No ano passado, os cientistas revelaram a sequência mais completa do genoma humano alguma vez produzida – mas faltava-lhe um pequeno pedaço: o cromossoma Y.
Agora, o menor membro da família de cromossomos humanos foi totalmente sequenciado, completando um quebra-cabeça que levou três décadas para ser resolvido.
O resultado é um genoma humano de referência abrangente, que agora pode conter segredos sobre a fertilidade masculina.
“Agora que temos essa sequência 100% completa do cromossomo Y, podemos identificar e explorar inúmeras variações genéticas que podem estar afetando as características e doenças humanas de uma forma que não podíamos fazer antes”, diz Dylan Taylor, um geneticista da Universidade Johns Hopkins e um dos autores do estudo.
O cromossomo Y contém muitas sequências repetitivas – incluindo alguns palíndromos longos – que o tornaram amplamente “ilegível” até agora.
Liderado pelo genomicista Arang Rhie, do Instituto Nacional de Pesquisa do Genoma Humano dos EUA, o apropriadamente chamado consórcio Telomere-to-Telomere usou técnicas avançadas de sequenciamento e algoritmos bioinformáticos recém-desenvolvidos para unir longos trechos de DNA, finalmente mapeando o cromossomo Y por completo.
“Sabíamos que tínhamos uma imagem incompleta até agora”, diz o biólogo computacional da Universidade John Hopkins, Rajiv McCoy, no que poderia ser considerado um leve eufemismo, dado que o rascunho anterior do cromossomo Y estava faltando mais da metade de suas bases.
Essas lacunas, muitas das quais abrangem genes relacionados à produção de esperma, levaram a todos os tipos de suposições incorretas feitas em outros estudos.

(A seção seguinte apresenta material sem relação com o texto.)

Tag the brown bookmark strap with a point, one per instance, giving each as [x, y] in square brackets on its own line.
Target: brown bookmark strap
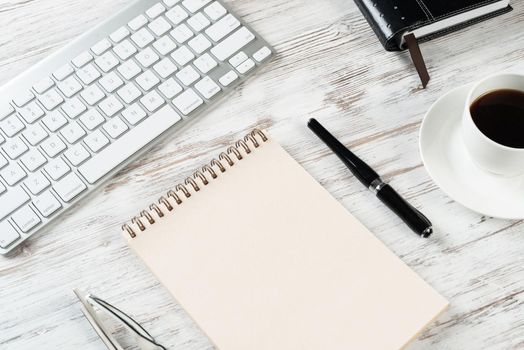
[418, 60]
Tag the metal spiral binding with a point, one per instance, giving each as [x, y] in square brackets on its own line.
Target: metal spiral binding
[196, 181]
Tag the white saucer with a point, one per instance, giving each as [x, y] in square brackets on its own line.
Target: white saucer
[447, 162]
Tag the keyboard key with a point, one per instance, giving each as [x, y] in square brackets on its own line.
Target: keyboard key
[6, 110]
[25, 218]
[194, 5]
[262, 54]
[76, 154]
[125, 49]
[11, 200]
[238, 58]
[147, 57]
[107, 61]
[215, 11]
[8, 234]
[147, 80]
[188, 75]
[88, 74]
[33, 160]
[3, 163]
[142, 38]
[69, 86]
[43, 85]
[159, 26]
[92, 94]
[115, 127]
[92, 119]
[31, 112]
[164, 45]
[199, 44]
[57, 168]
[12, 125]
[138, 22]
[23, 98]
[46, 204]
[110, 106]
[222, 28]
[198, 22]
[246, 66]
[129, 69]
[36, 183]
[63, 72]
[152, 101]
[134, 114]
[119, 34]
[110, 82]
[15, 147]
[53, 146]
[182, 56]
[69, 187]
[101, 47]
[98, 166]
[72, 132]
[34, 134]
[187, 101]
[73, 107]
[170, 88]
[12, 174]
[82, 59]
[205, 63]
[170, 3]
[155, 10]
[165, 68]
[181, 33]
[50, 99]
[176, 15]
[207, 87]
[96, 141]
[129, 93]
[54, 121]
[232, 44]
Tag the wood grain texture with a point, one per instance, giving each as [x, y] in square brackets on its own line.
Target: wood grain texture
[329, 66]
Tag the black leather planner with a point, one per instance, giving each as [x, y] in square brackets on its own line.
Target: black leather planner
[391, 19]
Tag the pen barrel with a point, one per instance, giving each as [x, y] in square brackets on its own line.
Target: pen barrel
[409, 214]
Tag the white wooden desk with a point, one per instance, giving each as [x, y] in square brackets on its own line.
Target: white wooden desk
[329, 66]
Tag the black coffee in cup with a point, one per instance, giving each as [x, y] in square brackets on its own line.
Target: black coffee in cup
[499, 115]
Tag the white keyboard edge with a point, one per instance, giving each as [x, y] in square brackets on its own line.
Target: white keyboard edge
[50, 64]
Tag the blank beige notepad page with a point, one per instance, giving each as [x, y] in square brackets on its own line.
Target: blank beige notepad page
[263, 258]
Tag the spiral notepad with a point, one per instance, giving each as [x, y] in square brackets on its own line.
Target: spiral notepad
[263, 258]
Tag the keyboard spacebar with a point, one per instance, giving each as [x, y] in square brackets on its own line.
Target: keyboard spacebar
[130, 143]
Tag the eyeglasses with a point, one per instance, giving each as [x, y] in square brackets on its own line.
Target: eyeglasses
[114, 327]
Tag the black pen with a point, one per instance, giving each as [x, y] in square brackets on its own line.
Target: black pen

Algumas sequências Y humanas anteriormente desconhecidas foram, por exemplo, erroneamente consideradas traços de amostras contaminantes de DNA bacteriano.
“Mas agora podemos ver todo o genoma de ponta a ponta pela primeira vez”, diz McCoy.
A equipe preencheu mais de 30 milhões de “letras” na sequência de DNA para montar o cromossomo Y em sua totalidade: todos os 62.460.029 pares de bases. Eles também corrigiram vários erros em seções previamente sequenciadas e descobriram 41 novos genes codificadores de proteínas.
“A maior surpresa foi como as repetições são organizadas”, diz Adam Phillippy, cientista da computação do Instituto Nacional de Pesquisa do Genoma Humano dos Estados Unidos.
“Quase metade do cromossomo é feito de blocos alternados de duas sequências repetidas específicas conhecidas como DNA satélite. Faz um belo padrão semelhante a uma colcha.”
Em um segundo estudo conduzido pelo geneticista da Universidade de Washington, Pille Hallast, os pesquisadores foram um passo além, usando a sequência de referência para montar cromossomos Y humanos de 43 indivíduos do sexo masculino, metade dos quais representavam linhagens africanas.
Juntas, as assembleias abrangeram 183 mil anos de evolução humana e revelaram algumas variações surpreendentes no cromossomo Y.
Por um lado, os cromossomos Y tinham tamanhos muito diferentes, variando de 45,2 milhões a 84,9 milhões de pares de bases de comprimento.
Também houve diferenças estruturais marcantes: as sequências precisas de genes foram conservadas (portanto, ainda codificavam as proteínas certas), mas às vezes seções maiores de DNA foram invertidas, orientadas na direção oposta ao longo do cromossomo Y.
“Quando você encontra uma variação que nunca viu antes, a esperança é sempre que essas variantes genômicas sejam importantes para a compreensão da saúde humana”, diz Phillippy.
Recentemente, genes no cromossomo Y foram implicados em formas agressivas de cânceres comuns em homens, enquanto a perda do cromossomo Y foi encontrada para impulsionar o crescimento de cânceres de bexiga. Mas não sabemos o que mais deixamos passar.
Uma nova era de medicina personalizada acena se as tecnologias de sequenciamento continuarem avançando, permitindo que genomas inteiros – não apenas seções selecionadas – sejam sequenciados de forma barata.
Mas a sequenciação do genoma poderá exacerbar as disparidades nos cuidados de saúde se as injustiças históricas e a falta de diversidade nos estudos de investigação não forem resolvidas.
“Em última análise, à medida que a montagem completa, precisa e sem lacunas de genomas humanos diplóides se torna rotina, esperamos que os ‘genomas de referência’ se tornem conhecidos simplesmente como ‘genomas’”, concluem os pesquisadores.